Послушайте, я совершенно одинок на земле. В молодости я вел жизнь уединенную, хотя, помнится, никогда не прикидывался Байроном*; но, во-первых, обстоятельства, во-вторых, способность фантазировать и любовь к фантазии, довольно холодная кровь, гордость, лень — словом, множество разных причин отдалило меня от общества людей. Переход от жизни мечтательной к действительной совершился во мне поздно… может быть, слишком поздно, может быть, до сих пор не вполне. Пока меня тешили собственные мои мысли и чувства, пока я был способен предаваться беспричинным молчаливым восторгам и т. д., я не жаловался на свое одиночество. У меня не было товарищей — были так называемые друзья. Иногда я нуждался в их присутствии, как электрическая машина нуждается в разряднике — и только. Любовь… об этом предмете мы пока помолчим. Но теперь, признаюсь, теперь одиночество тяготит меня, а между тем я не вижу никакого выхода из моего положения. Я не виню судьбы; я один виноват, и поделом наказан. В молодости меня занимало одно: мое милое я; я принимал свое добродушное самолюбие за стыдливость; я чуждался общества — и вот теперь я сам себе надоел страшно. Куда деться? Я никого не люблю; все мои сближения с другими людьми как-то натянуты и ложны; да и воспоминаний у меня нет, потому что во всей моей прошедшей жизни я ничего не нахожу, кроме собственной моей особы. Спасите меня: вам я не клялся восторженно в любви; вас я не оглушал потоком болтливых речей; я довольно холодно прошел мимо вас, и оттого именно решаюсь теперь прибегнуть к вам. (Я и прежде об этом подумывал, да вы тогда не были свободны…) Среди всех моих самодельных ощущений, радостей и страданий, единственно истинным чувством было то небольшое, но невольное влечение к вам, которое завяло тогда, как одинокий колос среди негодных трав… Дайте мне хоть раз посмотреть в лицо другое, в другую душу — мое собственное лицо мне опротивело; я похож на человека, который был бы осужден весь свой век жить в комнате с зеркальными стенами… Я не требую от вас никаких признаний — о, боже, нет! Подарите меня безмолвным участием сестры или хоть простым любопытством читателя — я вас займу, право займу.

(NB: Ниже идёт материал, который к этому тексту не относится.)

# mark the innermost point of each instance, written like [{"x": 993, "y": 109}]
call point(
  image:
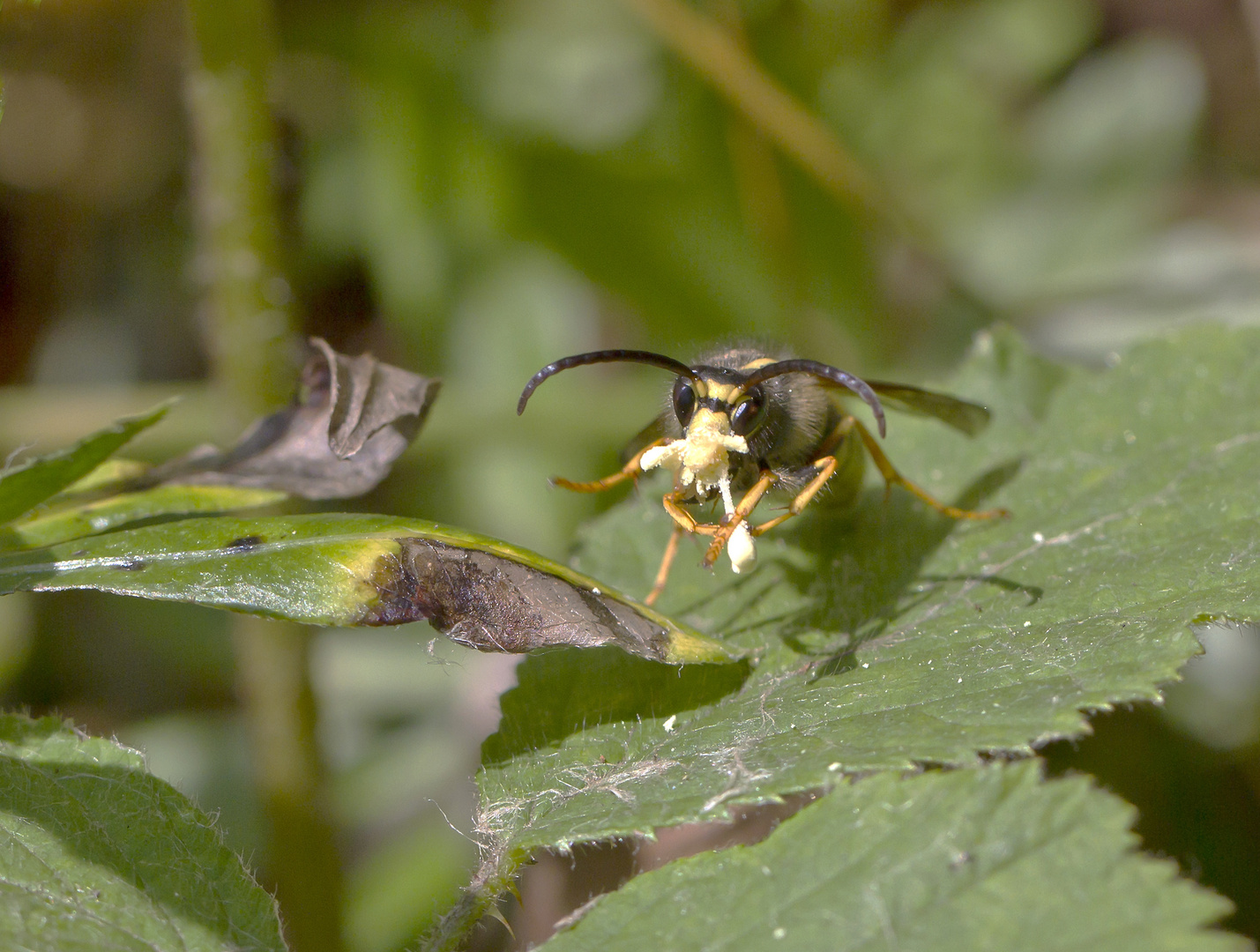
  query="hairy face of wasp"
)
[{"x": 743, "y": 422}]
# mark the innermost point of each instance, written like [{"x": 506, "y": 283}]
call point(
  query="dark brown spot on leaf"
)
[
  {"x": 244, "y": 543},
  {"x": 493, "y": 604}
]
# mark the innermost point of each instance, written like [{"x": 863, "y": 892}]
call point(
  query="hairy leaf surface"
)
[
  {"x": 966, "y": 860},
  {"x": 97, "y": 852},
  {"x": 889, "y": 636}
]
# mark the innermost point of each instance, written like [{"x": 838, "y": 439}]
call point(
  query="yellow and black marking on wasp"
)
[{"x": 741, "y": 422}]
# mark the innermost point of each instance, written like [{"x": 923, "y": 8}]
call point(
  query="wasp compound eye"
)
[
  {"x": 684, "y": 399},
  {"x": 749, "y": 412}
]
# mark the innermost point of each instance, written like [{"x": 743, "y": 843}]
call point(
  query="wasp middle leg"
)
[{"x": 892, "y": 478}]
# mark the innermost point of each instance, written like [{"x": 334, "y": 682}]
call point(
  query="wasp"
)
[{"x": 741, "y": 422}]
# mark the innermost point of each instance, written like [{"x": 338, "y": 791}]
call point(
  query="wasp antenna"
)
[
  {"x": 605, "y": 357},
  {"x": 823, "y": 372}
]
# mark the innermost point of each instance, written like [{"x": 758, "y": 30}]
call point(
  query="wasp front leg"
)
[
  {"x": 629, "y": 472},
  {"x": 892, "y": 478}
]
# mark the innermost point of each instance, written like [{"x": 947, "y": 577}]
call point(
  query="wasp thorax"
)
[{"x": 702, "y": 456}]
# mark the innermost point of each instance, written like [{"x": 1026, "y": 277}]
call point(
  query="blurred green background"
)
[{"x": 474, "y": 190}]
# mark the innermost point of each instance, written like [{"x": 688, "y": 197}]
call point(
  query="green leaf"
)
[
  {"x": 968, "y": 860},
  {"x": 889, "y": 636},
  {"x": 97, "y": 852},
  {"x": 350, "y": 569},
  {"x": 75, "y": 520},
  {"x": 26, "y": 487}
]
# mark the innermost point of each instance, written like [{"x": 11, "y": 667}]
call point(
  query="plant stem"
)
[
  {"x": 250, "y": 334},
  {"x": 247, "y": 328},
  {"x": 719, "y": 57},
  {"x": 272, "y": 675}
]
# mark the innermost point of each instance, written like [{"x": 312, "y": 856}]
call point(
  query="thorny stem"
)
[
  {"x": 249, "y": 332},
  {"x": 246, "y": 324}
]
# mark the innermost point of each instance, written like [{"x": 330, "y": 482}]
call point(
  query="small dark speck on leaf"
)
[{"x": 244, "y": 543}]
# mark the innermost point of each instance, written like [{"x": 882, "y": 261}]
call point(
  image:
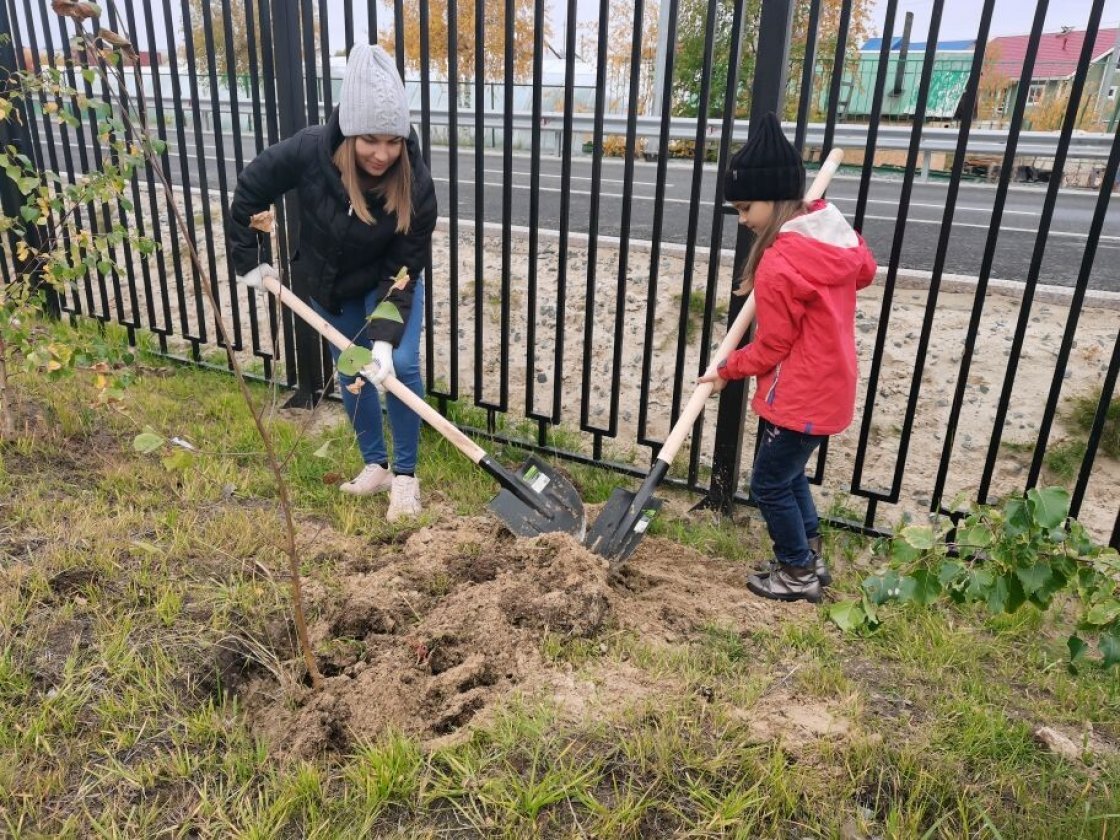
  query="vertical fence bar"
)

А впрочем, честь имею пребыть вашим искренним другом.
А. С.
IV
От Алексея Петровича к Марье Александровне
Петербург, 7-го апреля.
Пишу опять к вам, хотя и предвижу, что без вашего одобрения скоро замолчу. Я должен сознаться, что вы не можете не чувствовать некоторой недоверчивости ко мне. Что ж? вы, может быть, и правы. Прежде я торжественно объявил бы вам (и сам, пожалуй, себе бы на слово поверил), что, со времени нашей разлуки, я «развился», ушел вперед; с снисходительным, почти ласковым презрением отозвался бы я о своем прошедшем, с трогательной хвастливостью посвятил бы вас в тайны своей настоящей, действительной жизни… но теперь, уверяю вас, Марья Александровна, мне даже совестно и гадко вспоминать о том, как некогда разыгрывалось и тешилось мое дрянное самолюбие. Не бойтесь: я не стану вам навязывать никаких великих истин, никаких глубоких взглядов; у меня нет их — этих истин и взглядов. Я стал добрым малым — право. Мне скучно, Марья Александровна, мне просто мочи нет как скучно. Вот отчего я к вам пишу… Мне, право, кажется, что мы можем сойтись…

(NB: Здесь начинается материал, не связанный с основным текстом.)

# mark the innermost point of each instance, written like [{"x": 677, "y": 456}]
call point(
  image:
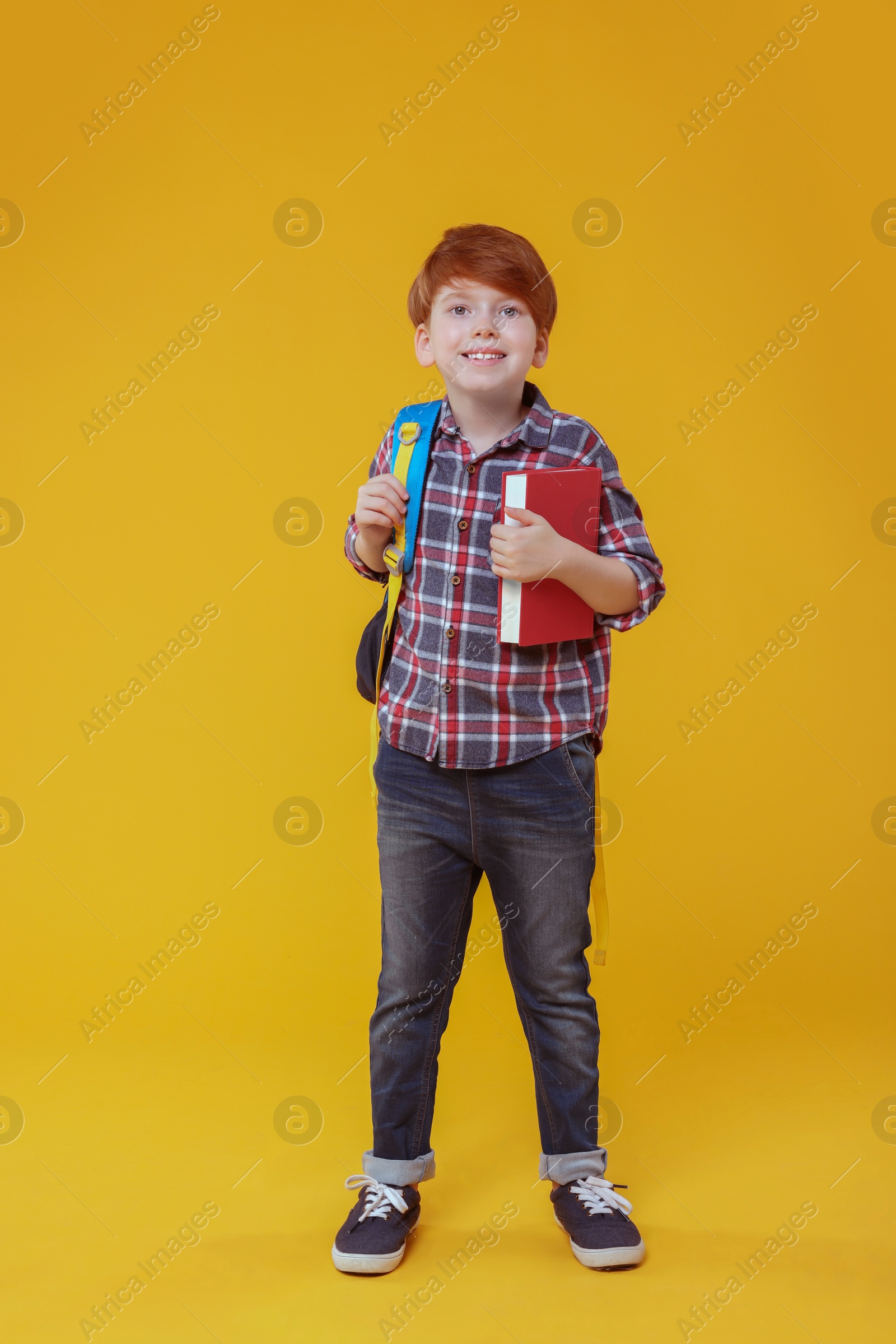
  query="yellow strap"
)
[
  {"x": 601, "y": 911},
  {"x": 402, "y": 464}
]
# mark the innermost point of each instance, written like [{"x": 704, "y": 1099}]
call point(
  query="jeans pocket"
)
[{"x": 580, "y": 761}]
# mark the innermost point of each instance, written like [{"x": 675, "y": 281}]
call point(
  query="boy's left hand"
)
[{"x": 527, "y": 553}]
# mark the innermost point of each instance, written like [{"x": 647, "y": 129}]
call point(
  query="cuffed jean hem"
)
[
  {"x": 566, "y": 1167},
  {"x": 395, "y": 1173}
]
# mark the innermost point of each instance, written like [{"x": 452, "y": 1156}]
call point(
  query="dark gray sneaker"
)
[
  {"x": 371, "y": 1241},
  {"x": 597, "y": 1222}
]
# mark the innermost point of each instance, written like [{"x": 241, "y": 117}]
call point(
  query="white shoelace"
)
[
  {"x": 600, "y": 1197},
  {"x": 379, "y": 1197}
]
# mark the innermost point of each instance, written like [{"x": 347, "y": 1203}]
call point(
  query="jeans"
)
[{"x": 530, "y": 827}]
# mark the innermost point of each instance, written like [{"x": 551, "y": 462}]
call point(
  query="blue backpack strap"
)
[{"x": 425, "y": 415}]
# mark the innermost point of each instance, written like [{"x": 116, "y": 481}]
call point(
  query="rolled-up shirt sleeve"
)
[
  {"x": 624, "y": 537},
  {"x": 382, "y": 463}
]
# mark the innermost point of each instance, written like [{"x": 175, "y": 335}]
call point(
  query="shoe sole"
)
[
  {"x": 606, "y": 1258},
  {"x": 367, "y": 1264}
]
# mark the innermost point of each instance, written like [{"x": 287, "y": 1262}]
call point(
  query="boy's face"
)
[{"x": 480, "y": 339}]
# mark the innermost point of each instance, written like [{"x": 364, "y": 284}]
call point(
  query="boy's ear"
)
[
  {"x": 540, "y": 355},
  {"x": 423, "y": 347}
]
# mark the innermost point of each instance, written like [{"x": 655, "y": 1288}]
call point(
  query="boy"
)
[{"x": 487, "y": 753}]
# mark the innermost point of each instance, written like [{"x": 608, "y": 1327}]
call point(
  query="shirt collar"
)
[{"x": 534, "y": 432}]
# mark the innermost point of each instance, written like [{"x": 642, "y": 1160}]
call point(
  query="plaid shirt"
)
[{"x": 453, "y": 692}]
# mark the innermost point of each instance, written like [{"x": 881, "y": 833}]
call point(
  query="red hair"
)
[{"x": 492, "y": 257}]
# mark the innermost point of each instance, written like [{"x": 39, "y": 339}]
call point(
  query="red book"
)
[{"x": 546, "y": 612}]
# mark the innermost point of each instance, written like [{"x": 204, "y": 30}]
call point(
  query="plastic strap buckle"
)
[{"x": 409, "y": 433}]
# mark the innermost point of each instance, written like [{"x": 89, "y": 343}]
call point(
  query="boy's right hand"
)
[{"x": 381, "y": 507}]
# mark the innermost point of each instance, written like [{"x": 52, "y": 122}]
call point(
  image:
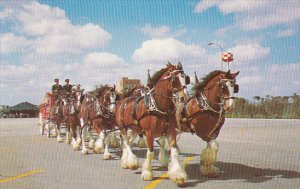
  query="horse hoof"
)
[
  {"x": 133, "y": 163},
  {"x": 107, "y": 156},
  {"x": 180, "y": 182},
  {"x": 209, "y": 171},
  {"x": 97, "y": 150},
  {"x": 147, "y": 175},
  {"x": 141, "y": 143},
  {"x": 179, "y": 177},
  {"x": 84, "y": 152},
  {"x": 76, "y": 147},
  {"x": 59, "y": 140},
  {"x": 133, "y": 167},
  {"x": 91, "y": 145},
  {"x": 78, "y": 141},
  {"x": 124, "y": 165}
]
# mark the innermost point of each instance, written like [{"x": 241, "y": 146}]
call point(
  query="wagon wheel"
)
[{"x": 41, "y": 123}]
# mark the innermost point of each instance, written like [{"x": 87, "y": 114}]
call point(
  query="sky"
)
[{"x": 99, "y": 41}]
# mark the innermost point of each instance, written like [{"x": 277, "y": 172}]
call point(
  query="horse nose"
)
[{"x": 229, "y": 109}]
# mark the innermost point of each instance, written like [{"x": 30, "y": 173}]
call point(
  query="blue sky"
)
[{"x": 96, "y": 42}]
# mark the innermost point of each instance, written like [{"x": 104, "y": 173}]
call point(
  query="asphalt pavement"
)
[{"x": 253, "y": 154}]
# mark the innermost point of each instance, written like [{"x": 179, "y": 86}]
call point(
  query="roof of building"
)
[{"x": 23, "y": 106}]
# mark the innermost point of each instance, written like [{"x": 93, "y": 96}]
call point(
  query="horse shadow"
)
[{"x": 230, "y": 171}]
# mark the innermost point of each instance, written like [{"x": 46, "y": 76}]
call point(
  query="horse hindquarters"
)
[
  {"x": 208, "y": 127},
  {"x": 175, "y": 171}
]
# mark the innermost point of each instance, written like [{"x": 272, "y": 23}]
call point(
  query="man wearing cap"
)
[
  {"x": 56, "y": 90},
  {"x": 67, "y": 88}
]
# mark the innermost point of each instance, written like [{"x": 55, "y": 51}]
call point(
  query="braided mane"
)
[
  {"x": 100, "y": 90},
  {"x": 128, "y": 92},
  {"x": 156, "y": 77},
  {"x": 200, "y": 86}
]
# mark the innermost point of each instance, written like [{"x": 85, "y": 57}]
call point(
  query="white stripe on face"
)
[
  {"x": 112, "y": 97},
  {"x": 230, "y": 88}
]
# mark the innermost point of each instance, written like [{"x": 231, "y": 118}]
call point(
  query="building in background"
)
[
  {"x": 124, "y": 83},
  {"x": 24, "y": 109}
]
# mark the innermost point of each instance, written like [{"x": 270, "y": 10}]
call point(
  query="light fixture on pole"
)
[{"x": 221, "y": 48}]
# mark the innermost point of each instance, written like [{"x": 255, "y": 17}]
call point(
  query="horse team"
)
[{"x": 162, "y": 109}]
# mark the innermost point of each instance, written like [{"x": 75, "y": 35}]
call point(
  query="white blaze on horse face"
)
[
  {"x": 78, "y": 94},
  {"x": 182, "y": 93},
  {"x": 65, "y": 101},
  {"x": 230, "y": 87},
  {"x": 112, "y": 106}
]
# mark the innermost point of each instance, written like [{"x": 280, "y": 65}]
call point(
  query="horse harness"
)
[{"x": 204, "y": 105}]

Однако я решительно не в состоянии говорить с вами, пока вы мне не протянете вашей руки, пока я не получу от вас записки с одним словом «да». — Марья Александровна, хотите ли вы меня выслушать? — вот в чем вопрос*.
Преданный вам А. С
V
От Марьи Александровны к Алексею Петровичу
Село …но, 14 апреля.
Какой вы странный человек! Ну — да.
Марья Б.
VI
От Алексея Петровича к Марье Александровне
Петербург, 2 мая 1840.
Ура! Спасибо, Марья Александровна, спасибо! Вы очень доброе и снисходительное создание.

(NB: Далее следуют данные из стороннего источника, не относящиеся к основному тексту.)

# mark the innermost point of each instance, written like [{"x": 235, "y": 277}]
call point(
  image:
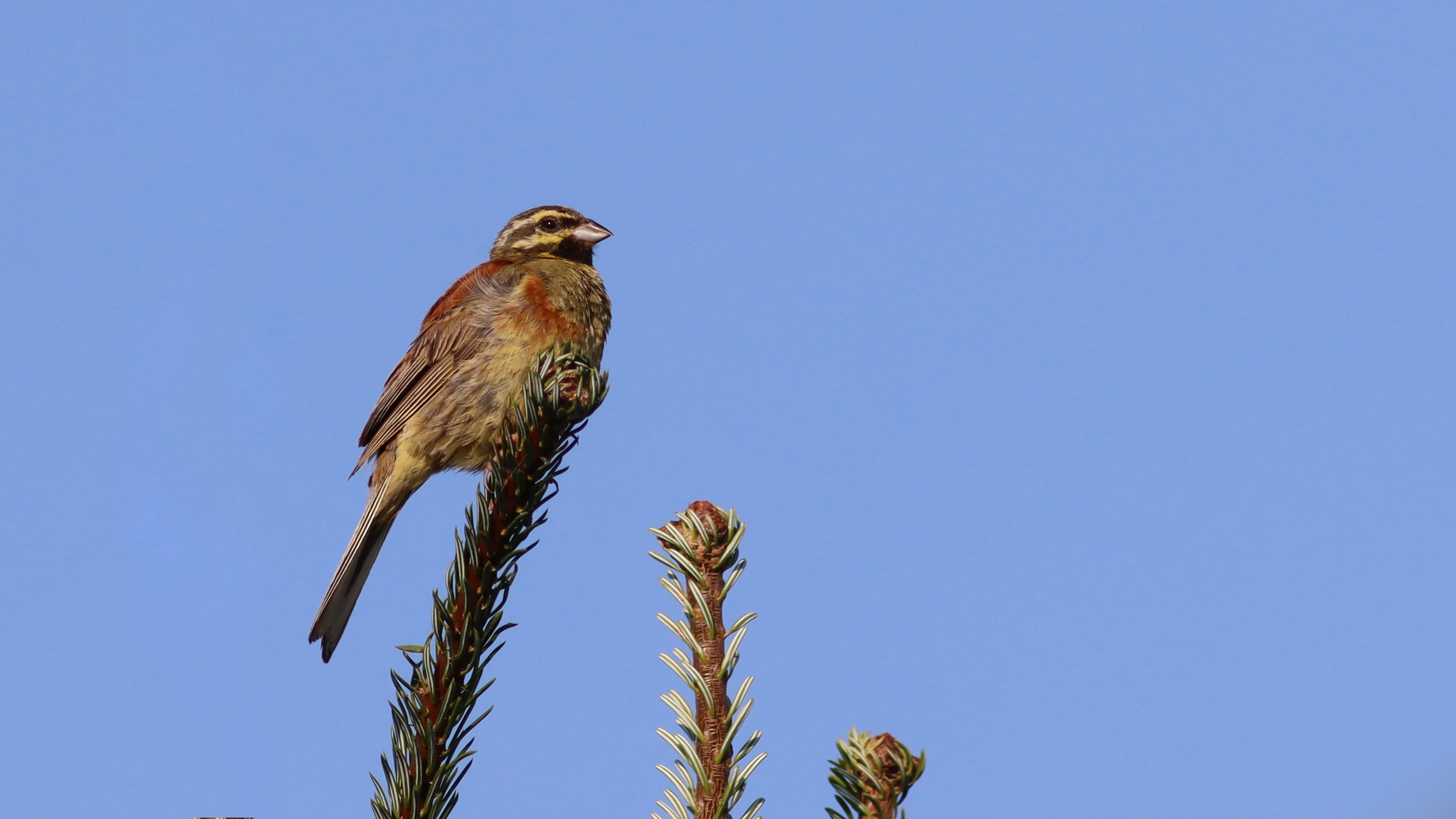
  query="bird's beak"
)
[{"x": 590, "y": 232}]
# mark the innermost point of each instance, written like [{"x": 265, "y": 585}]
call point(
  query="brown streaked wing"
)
[{"x": 444, "y": 338}]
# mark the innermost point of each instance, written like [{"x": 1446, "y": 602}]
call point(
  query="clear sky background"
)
[{"x": 1084, "y": 374}]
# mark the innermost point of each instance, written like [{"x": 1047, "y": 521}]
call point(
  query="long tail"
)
[{"x": 359, "y": 559}]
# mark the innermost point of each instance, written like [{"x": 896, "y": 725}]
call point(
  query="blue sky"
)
[{"x": 1082, "y": 372}]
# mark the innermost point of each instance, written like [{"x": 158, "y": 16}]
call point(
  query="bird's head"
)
[{"x": 549, "y": 231}]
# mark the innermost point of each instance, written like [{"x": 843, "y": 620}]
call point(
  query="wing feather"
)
[{"x": 458, "y": 325}]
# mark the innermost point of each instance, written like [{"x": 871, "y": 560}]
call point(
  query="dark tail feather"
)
[{"x": 349, "y": 581}]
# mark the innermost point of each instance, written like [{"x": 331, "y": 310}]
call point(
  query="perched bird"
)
[{"x": 447, "y": 398}]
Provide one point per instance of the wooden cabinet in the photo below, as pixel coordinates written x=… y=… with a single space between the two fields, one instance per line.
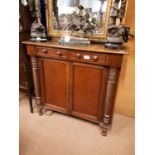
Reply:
x=78 y=81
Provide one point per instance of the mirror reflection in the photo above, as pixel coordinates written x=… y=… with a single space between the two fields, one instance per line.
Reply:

Начинаю, по обещанию, говорить о самом себе и буду говорить с удовольствием, доходящим до аппетита… Именно так. Обо всем на свете можно говорить с жаром, с восторгом, с увлечением, но с аппетитом говоришь только о самом себе.
Послушайте, со мной на днях случилось престранное происшествие: я в первый раз оглянулся на свое прошедшее. Вы поймите меня: каждый из нас часто вспоминает о бывалом — с сожалением или с досадой, или просто так, от нечего делать; но бросить холодный, ясный взгляд на всю свою прошедшую жизнь — вот как прохожий, оборачиваясь, глядит с высокой горы на пройденное им поле — можно только в известные лета… и тайный холод охватит сердце человека, когда это с ним случается в первый раз. По крайней мере у меня оно болезненно сжалось. Пока мы молоды — такого рода оглядки невозможны. Но молодость моя миновала — и, как тому прохожему на горе, мне всё ясно стало видно…
Да, прошла моя молодость, прошла невозвратно!.. Вот она лежит передо мной, вся, как на ладони…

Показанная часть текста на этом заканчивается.